No-one has yet moved in to the block of 10 two- to three-bedroomed flats, which feature underfloor heating, oak flooring and quartz or granite kitchen worktops as standard.
One homeowner living nearby, who asked not to be named, said: “It can only be a good thing if it means there’s no hen parties in the flats then great.
“It would lower the tone of the area and price of the street I think if they allowed holiday letting.”
But Moira Elias, who lives near to the recently-converted flats said: “I can’t understand why they would have something like this. That’s so bloody Edinburgh isn’t it?”
And Fiona Jones was equally mystified, saying: “There hasn’t been many problems with tourists but I’ve never let out my place and I don’t know any in my building that does.
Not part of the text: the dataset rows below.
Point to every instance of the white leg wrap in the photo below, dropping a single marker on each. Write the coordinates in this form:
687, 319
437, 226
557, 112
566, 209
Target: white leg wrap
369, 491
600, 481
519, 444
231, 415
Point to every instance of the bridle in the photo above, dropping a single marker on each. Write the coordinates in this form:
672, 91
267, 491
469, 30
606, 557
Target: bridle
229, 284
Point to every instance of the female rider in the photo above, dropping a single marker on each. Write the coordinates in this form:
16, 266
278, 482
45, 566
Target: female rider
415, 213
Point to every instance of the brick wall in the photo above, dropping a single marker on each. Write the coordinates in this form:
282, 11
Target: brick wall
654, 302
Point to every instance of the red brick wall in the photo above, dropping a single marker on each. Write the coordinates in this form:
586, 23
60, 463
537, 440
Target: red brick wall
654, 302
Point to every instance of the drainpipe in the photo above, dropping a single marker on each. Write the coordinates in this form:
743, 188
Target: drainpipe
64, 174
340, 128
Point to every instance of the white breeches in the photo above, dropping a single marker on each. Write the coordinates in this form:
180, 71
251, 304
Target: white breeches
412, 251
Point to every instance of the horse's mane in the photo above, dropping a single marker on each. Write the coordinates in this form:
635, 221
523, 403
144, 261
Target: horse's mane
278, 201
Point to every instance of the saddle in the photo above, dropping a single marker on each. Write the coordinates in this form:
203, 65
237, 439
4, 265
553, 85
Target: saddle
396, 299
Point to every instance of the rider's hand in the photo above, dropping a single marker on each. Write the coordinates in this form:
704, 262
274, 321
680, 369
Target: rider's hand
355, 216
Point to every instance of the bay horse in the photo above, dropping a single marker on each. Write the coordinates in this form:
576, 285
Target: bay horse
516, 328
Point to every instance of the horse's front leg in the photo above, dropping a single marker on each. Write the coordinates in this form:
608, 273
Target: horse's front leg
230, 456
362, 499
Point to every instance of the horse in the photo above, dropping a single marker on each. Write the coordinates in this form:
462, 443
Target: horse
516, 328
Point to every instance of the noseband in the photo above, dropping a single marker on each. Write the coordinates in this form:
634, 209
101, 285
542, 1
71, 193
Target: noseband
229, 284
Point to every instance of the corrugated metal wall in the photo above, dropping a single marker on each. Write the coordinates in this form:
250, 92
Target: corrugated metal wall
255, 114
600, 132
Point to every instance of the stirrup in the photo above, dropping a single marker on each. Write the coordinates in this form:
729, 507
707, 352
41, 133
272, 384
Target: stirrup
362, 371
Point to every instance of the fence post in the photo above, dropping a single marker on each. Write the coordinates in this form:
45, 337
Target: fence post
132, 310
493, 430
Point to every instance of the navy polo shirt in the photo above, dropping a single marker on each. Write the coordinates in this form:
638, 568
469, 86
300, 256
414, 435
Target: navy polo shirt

“I know in the past there has been some problems with tourists unsure of how to use the correct bins outside and that’s caused a little rubbish on the street.”
A spokesman for said Airbnb said: “We remind hosts to check they have permission to share their space.
“We are having productive discussions with local policymakers on clear rules that support home sharing and clampdown on bad actors.”
In 2015 it was reported that thousands of Londoners were being blighted by mis-behaved tourists hosting noisy parties in flats let out for short stays.
Residents complained of once-quiet apartment blocks transformed into “hotels in all but name” by rogue tenants subletting their homes to rowdy groups of young tourists.
Earlier this month an Airbnb rental in London was turned into a pop-up nightclub for a 200-person party that sleep-deprived neighbours.
Last year, London mayor Sadiq Khan warned that the more lucrative short-term holiday rental service is reducing the number of long-term rentals in the capital.